森の中にティーパーティーのセット用意して、そのケーキに軽い毒とメッセージ書いた紙切れ仕込んでおくという中々手の込んだ事しますが、この脅かし方はユニークだなと思いました。しかしアン亜怪しすぎるカップケーキパクパク食っちゃうマディもどうかしてる。「さよなら」の方食ってたら台無しになってたんじゃないかな(笑)ここでかなりリアルなゲロ映るんで苦手な人は要注意。ガタガタ物音させたり、人形ブランコに置いてたり部屋の中に投げ込んだり、「パパが来れば助かる!」と信じて奮闘する母娘の前にスマホで録音した父親の声聞かせて外に出た所に父親の死体落としたりと主人公達を徐々に恐怖と絶望に追い込んでいく演出は悪くないと思います。ローラがジョンに連れ去られて子供たち二人だけになった時の絶望感は中々のものでした。
ただ、流石に主人公達ビビらせて引っ張るシーン多いのでメリハリなくてダラダラしてると感じる所はありましたね。犠牲者も二人と少ないですし、一人は殺されるシーンも無くて、もう一人の斧が頭に突き立てられるシーンが唯一のグロいと言えるシーンだけど、正直アッサリしてるのでグロさは感じませんでした。
殺人鬼のジョン君は昔この別荘に住んでて行方不明になった少年のようですが、今まで何してたのかとかは全然語られませんね。スマホ使いこなしたり車運転したりと、俗世間から一切遮断されてた訳じゃなさそうだけど。ジェイソンみたいなマスク姿は不気味だけど、一切喋らないキャラかと思ったら子供相手にはベラベラ喋り始めたりしますし、毎年遊びに来る姿見てたみたいだけど、このタイミングで襲ってきた理由もわからないな。前述のティーパーティーとか絵本とか仕込んでたり、芸は細かいんだけど、今一つ存在感というか惹句の「ホラー映画史にその名を刻む」程の魅力は感じなかったかな。目的としては彼らのパーツを切断して人形に繋げようとしてたのか。
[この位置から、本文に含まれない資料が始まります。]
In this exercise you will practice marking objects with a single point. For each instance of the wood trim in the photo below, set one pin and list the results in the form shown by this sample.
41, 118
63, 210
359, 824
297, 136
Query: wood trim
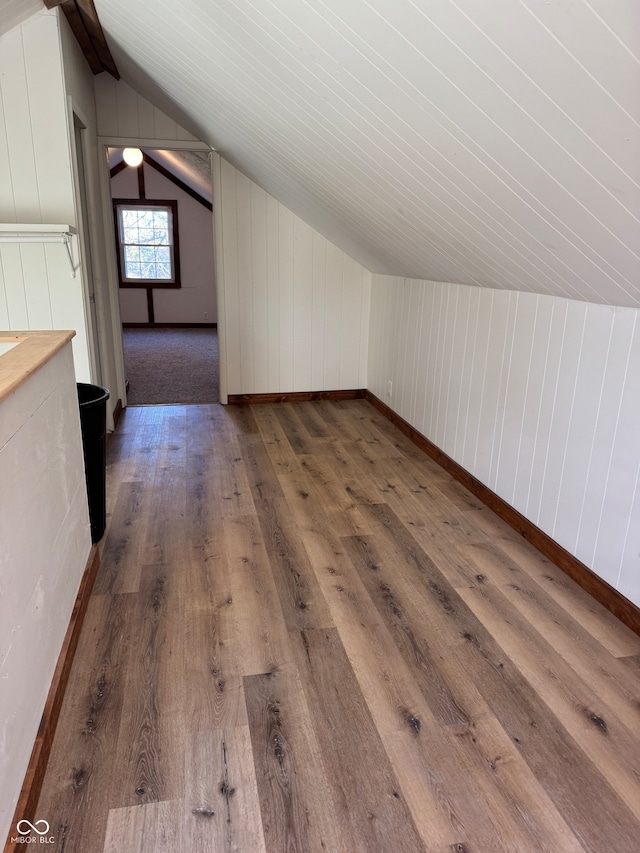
142, 192
117, 413
169, 325
610, 598
32, 785
150, 309
176, 180
296, 397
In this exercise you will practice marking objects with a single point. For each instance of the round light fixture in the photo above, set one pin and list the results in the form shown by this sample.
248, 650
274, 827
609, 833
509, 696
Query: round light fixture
132, 156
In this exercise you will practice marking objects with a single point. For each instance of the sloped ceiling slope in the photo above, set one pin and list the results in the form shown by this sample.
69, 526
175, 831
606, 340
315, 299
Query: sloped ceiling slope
493, 143
14, 12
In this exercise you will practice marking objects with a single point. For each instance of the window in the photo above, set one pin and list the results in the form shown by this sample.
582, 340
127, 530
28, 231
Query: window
147, 237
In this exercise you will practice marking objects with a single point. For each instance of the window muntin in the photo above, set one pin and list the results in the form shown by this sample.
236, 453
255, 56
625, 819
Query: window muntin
147, 233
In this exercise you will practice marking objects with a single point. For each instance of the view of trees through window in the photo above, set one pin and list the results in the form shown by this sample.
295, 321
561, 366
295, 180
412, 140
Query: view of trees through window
147, 244
147, 238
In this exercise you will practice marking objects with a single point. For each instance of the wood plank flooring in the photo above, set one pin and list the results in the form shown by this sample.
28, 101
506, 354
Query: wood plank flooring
305, 636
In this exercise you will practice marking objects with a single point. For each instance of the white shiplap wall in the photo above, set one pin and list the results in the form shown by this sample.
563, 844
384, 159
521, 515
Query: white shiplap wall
494, 143
124, 113
295, 307
537, 396
37, 288
44, 546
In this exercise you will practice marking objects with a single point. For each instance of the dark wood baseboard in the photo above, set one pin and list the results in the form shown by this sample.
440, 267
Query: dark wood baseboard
117, 412
625, 610
296, 397
32, 785
169, 325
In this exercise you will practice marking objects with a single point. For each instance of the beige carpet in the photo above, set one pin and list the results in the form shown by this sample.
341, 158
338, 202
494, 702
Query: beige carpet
171, 366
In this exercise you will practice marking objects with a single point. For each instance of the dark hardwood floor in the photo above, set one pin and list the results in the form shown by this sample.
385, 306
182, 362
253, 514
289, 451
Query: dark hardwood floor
305, 636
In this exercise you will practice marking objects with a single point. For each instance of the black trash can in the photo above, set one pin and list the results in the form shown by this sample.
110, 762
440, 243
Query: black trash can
93, 421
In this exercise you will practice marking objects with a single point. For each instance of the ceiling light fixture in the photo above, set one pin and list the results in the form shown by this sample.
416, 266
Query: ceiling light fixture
132, 156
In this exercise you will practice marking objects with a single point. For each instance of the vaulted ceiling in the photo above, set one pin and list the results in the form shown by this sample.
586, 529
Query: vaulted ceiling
493, 143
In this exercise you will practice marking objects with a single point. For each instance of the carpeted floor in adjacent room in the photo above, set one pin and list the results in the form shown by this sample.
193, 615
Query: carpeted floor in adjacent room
171, 365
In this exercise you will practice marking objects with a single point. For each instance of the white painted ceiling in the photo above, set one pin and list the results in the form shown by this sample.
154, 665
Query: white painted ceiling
488, 142
14, 12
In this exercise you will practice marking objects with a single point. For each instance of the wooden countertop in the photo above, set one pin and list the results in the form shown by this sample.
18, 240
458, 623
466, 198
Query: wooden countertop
33, 350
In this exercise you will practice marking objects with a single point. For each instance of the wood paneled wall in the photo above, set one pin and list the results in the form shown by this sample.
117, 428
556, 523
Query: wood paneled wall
536, 396
296, 307
45, 543
37, 288
123, 112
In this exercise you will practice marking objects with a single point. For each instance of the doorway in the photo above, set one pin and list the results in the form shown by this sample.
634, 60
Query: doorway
163, 213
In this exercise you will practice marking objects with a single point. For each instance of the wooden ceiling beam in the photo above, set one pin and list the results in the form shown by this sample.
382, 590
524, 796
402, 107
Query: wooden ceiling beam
86, 27
94, 28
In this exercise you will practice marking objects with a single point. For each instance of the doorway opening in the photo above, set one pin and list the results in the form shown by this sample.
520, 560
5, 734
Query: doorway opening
163, 222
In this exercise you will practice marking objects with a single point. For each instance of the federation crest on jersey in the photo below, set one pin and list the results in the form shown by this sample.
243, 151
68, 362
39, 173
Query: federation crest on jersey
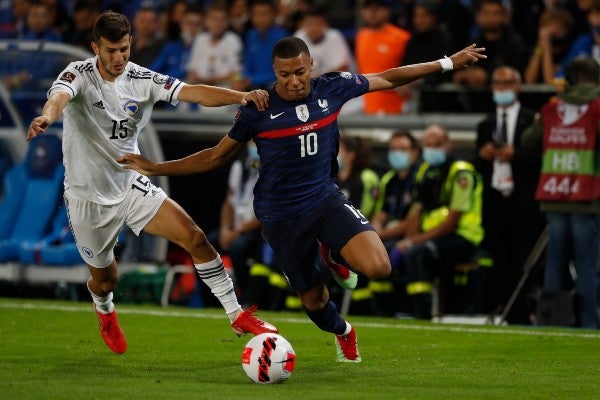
68, 77
302, 112
132, 107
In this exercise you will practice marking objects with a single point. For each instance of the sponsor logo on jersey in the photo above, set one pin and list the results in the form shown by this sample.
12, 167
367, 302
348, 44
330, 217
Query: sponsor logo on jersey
324, 105
137, 74
302, 112
68, 77
84, 67
132, 107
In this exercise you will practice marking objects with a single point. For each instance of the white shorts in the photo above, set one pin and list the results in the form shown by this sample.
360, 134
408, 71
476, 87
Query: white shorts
96, 227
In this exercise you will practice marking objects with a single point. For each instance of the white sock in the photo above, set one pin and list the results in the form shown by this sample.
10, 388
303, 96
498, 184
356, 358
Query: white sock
348, 329
103, 304
214, 275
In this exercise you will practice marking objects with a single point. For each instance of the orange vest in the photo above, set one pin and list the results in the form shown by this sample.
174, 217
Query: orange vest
376, 51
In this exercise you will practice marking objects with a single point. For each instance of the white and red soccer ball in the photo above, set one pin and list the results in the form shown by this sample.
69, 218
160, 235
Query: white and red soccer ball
268, 358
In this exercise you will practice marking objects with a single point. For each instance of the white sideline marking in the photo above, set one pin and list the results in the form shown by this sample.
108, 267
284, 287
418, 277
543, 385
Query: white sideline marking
527, 331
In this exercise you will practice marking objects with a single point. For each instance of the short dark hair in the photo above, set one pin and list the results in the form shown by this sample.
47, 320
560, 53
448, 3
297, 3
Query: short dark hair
289, 47
111, 26
583, 69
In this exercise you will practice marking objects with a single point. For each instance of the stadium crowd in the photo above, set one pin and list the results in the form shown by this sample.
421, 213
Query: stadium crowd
228, 43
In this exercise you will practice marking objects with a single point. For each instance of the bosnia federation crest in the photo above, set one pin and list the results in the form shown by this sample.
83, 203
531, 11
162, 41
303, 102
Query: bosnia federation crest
131, 107
302, 112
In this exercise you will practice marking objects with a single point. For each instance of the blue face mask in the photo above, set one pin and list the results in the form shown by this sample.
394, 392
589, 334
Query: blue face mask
398, 160
253, 153
504, 97
433, 156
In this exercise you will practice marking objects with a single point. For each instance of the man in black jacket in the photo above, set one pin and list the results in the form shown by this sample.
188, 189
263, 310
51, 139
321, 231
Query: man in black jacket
511, 216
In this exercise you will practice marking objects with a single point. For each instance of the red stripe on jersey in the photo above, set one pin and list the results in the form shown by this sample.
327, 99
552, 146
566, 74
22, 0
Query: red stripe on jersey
309, 127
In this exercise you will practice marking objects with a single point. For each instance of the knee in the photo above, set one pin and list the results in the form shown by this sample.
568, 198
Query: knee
380, 268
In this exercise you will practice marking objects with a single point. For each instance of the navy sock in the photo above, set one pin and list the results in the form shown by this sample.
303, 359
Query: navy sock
328, 319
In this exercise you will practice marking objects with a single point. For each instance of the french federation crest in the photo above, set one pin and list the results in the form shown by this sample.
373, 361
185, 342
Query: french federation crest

主人公ローラを演じるイヴォンヌ・ストラホフスキーは綺麗で娘二人抱えて奮闘する母親役好演してたと思います。でも腕の筋肉とか下着姿になった時の腹筋とか結構あって普通に強そう(笑)幼い娘二人は脱出しようとしても「怖い!外には出たくない!」と泣き叫んでうるさいですが(普通の子供らしいと言えばそうだけど)、ローラが連れ去られた後にケイラが恐怖に怯えながらも妹マディを励まして庇う姿は「やっぱりお姉ちゃんはこういう時頑張っちゃうよね=」とグッときました。
ラストのローラとジョンの戦いも緊迫感ありましたが、ジョン弱すぎ(笑)いあや、ローラが強いのか。ラスト、ブギーマンみたいに消えてたけど、普通の人間ぽかったし、あの場を離れても森の中で野垂れ死にしてそう(笑)
全体的に既定路線な感じでパンチには欠けますが、真面目には作られてるので暇潰しとしてはそこそこ楽しめるんじゃないでしょうか。